The thing at Macy’s had a rod running up each side of it, a rod with a circumference of one of those fat pencils that they used to hand out in first grade. I now know it’s called a “bone.” Good grief. Could they make this poor piece of lingerie any less desirable?

Am I supposed to want one? As an over-50 female who can’t figure out how she managed to swallow a fannypack about two years ago, am I expected to buy one? Most importantly, do I have to feel obligated to wear it and still be able to breathe and swallow solids?

The thought of trying to put one on scares me a little bit. I’m not as bendy as I used to be and I’m afraid I’d get stuck with it halfway on and have to call my husband in to help extricate me from it. He’s a nice guy, but I don’t think he’d ever let me forget that. It has Lucy and Desi written all over it.

I thought we were supposed to be happy with our bodies, no matter how saggy, lumpy, puffy, squishy and no matter how many fannypacks we swallowed.

Bringing back the girdle took a near-miraculous PR campaign.
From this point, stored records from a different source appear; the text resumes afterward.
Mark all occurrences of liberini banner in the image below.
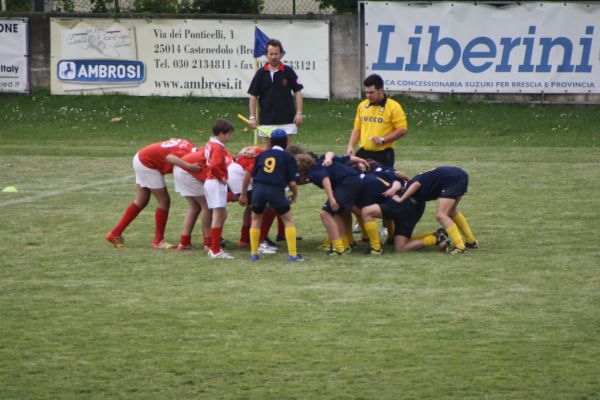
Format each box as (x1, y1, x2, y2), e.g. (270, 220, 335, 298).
(50, 19, 329, 98)
(364, 2, 600, 94)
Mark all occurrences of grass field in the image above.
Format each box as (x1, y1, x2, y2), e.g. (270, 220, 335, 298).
(1, 92, 599, 399)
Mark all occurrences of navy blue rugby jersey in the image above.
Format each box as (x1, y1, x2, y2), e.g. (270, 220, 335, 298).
(408, 166, 468, 202)
(308, 156, 361, 189)
(252, 147, 299, 187)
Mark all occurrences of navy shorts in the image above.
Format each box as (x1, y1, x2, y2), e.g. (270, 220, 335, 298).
(440, 171, 468, 199)
(251, 183, 290, 215)
(322, 175, 363, 215)
(379, 199, 426, 238)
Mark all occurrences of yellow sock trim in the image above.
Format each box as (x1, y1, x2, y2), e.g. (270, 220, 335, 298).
(364, 220, 381, 251)
(452, 212, 475, 243)
(357, 215, 367, 237)
(446, 223, 465, 250)
(411, 231, 433, 241)
(340, 234, 349, 250)
(285, 226, 297, 257)
(250, 227, 260, 255)
(332, 239, 344, 253)
(422, 234, 436, 247)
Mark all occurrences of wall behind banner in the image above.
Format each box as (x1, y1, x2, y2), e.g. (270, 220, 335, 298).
(8, 11, 600, 102)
From what I can tell, the message is this: Phft! The new girdle isn’t for fat people. It’s for skinny women who want to look like Joan Crawford.

Some quotes from a New York Observer story on the new girdle:

"It's for the size 4 who doesn't think she's slim enough or shaped right."

“They're not for hiding fat. They take carbohydrate-deprived, Tae Boed figures and reconfigure them - cinching waists, smoothing thighs, lifting bottoms.”

"What you will see is somebody who is fit already, putting on one of these things to maybe enhance a little more."

That settles it: I’m not a size 4, I’m not carbohydrate-deprived, I don’t do Tae Bo, and I’m not “fit already.” The new girdle is not for me. Bring on the big old pajamas.